Though some of these products are still in development, farmers have come around to using new technology in an effort to become more efficient and more productive. The report quotes Kip Tom, a seventh-generation Indiana farmer, who explains how technology is changing farming. Decades ago, farmers avoided experimenting with new techniques, fearing that such risk could cost them an entire crop. But today, he says, his son can monitor 800 field trials from his office.
“Come fall, we can measure all these trials and decide how we should spend our money,” Tom told BCG and AgFunder. “This is what has revolutionized the industry—the ability to fail in small ways more frequently and to understand where we can win.”

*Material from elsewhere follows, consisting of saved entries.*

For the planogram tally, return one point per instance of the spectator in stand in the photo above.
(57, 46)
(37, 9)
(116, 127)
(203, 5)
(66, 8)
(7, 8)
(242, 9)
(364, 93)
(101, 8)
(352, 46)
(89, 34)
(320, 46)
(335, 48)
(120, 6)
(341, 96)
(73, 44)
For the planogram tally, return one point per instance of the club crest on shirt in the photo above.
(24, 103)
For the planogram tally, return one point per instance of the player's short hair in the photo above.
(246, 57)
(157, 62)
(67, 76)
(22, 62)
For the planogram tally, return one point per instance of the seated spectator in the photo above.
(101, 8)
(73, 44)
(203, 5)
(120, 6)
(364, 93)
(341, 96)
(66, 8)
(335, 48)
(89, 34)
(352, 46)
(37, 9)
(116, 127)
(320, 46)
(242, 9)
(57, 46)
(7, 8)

Though farmers like Tom may now feel emboldened to pursue new technology, big ag feels less so. Despite investing record amounts of money in agtech, nearly 90 percent of agribusiness respondents say their investments are linked to a product or technology already in their portfolios, or the investment is meant to scale or strengthen an existing pathway to the market. Just 10 percent of corporate investments were made to build new technological capabilities, the report says.
Venture capitalists are similarly cautious. Just 27 percent of VC respondents say they aim to disrupt the existing agribusiness companies, and none say that they are developing a new business model. Perhaps that’s because they see acquisitions as the most likely path for an exit. Respondents say initial public stock offerings or buyouts by private equity are “the least likely exit strategy.”